The topmost statuary depicts Columbia, who represents the United States, driving a quadriga, or four-horse chariot, above an inscription that reads, "To The Defenders Of The Union, 1861 to 1865," Maddry explained.

Her bronze patina is regularly maintained and must be cleaned every three or four years, the architect said.

Underneath Columbia rest two statuaries that depict the U.S. Army on the west side and the U.S. Navy on the east side, which were both shipped up the Gowanus Canal and placed on the arch in 1900, Maddry explained.
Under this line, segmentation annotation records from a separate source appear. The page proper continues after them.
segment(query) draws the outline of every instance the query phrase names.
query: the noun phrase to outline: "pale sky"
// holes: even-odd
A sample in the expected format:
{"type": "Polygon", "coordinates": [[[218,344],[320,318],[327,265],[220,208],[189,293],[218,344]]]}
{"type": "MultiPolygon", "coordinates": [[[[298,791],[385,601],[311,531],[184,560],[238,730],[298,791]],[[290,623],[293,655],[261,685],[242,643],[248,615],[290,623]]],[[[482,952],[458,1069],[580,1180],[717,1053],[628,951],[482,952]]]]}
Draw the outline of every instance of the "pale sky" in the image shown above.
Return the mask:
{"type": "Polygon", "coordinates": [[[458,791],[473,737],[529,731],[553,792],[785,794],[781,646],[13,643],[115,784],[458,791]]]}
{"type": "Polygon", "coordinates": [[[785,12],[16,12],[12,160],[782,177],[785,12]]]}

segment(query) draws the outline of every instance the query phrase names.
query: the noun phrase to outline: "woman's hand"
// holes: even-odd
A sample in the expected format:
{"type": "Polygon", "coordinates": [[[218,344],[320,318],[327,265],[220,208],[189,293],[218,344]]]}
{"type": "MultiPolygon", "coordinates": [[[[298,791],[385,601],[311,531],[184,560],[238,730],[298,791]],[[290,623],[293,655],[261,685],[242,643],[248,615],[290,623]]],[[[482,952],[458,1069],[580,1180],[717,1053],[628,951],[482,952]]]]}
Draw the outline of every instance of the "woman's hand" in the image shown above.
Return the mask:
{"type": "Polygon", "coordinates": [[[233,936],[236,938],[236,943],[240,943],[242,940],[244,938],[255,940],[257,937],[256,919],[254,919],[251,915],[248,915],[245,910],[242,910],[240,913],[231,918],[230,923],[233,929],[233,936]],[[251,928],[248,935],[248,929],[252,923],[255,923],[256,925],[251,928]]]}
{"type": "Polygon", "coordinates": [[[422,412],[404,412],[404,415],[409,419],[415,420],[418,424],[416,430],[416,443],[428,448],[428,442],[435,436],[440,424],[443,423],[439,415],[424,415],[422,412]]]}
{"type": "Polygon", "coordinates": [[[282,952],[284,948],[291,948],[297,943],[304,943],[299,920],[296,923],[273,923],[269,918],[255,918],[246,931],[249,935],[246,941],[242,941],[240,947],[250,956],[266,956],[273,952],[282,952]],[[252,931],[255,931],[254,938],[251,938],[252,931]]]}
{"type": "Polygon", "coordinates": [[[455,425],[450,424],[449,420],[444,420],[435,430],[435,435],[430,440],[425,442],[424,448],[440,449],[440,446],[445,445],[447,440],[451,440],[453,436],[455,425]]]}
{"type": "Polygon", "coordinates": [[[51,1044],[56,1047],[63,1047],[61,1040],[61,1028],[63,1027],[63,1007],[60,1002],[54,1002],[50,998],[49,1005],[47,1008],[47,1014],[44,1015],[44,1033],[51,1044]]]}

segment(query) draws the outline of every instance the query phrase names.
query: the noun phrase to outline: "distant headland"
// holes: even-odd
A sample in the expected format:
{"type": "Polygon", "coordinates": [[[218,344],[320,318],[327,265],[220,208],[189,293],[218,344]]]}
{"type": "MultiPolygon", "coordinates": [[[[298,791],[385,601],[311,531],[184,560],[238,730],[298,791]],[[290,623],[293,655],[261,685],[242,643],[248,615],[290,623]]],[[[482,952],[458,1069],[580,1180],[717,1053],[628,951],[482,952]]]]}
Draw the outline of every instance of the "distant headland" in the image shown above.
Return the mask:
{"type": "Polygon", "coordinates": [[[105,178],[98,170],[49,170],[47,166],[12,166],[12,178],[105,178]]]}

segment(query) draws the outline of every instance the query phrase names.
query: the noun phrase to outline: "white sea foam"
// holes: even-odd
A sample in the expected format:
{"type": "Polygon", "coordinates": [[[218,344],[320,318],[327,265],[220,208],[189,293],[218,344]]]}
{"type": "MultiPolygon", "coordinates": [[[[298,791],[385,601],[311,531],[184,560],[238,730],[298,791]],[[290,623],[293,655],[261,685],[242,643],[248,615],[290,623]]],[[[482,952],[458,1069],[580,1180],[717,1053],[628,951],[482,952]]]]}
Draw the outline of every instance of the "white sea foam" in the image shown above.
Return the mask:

The army statue features MacMonnies' signature, which is etched on a stone underneath a soldier's boot, viewers saw.

One discerning viewer asked to know if pigeons and their "deposits." The answer is yes: the camera zooms in on netting that covers the statuaries.

Maddry then lowers his crane underneath the Roman triumphal style arch to examine the rosettes designed by Grant's Tomb architect John Duncan.

The Beaux-Arts rosettes are made of granite from a Maine quarry which were shipped down to New York at the turn of the century, he said.

Statues depicting President Abraham Lincoln and General Ulysses S. Grant stand inside the arch as well.

This may be the last chance New Yorkers have to examine the monument up close for several years. The area underneath the Soldiers and Sailors Memorial Arch will be closed off as the $8.9 million renovation takes place.

But Maddry pointed out the repairs were coming not a moment too soon.

"This monument is over a hundred years old," Maddry said. "It needs a restoration."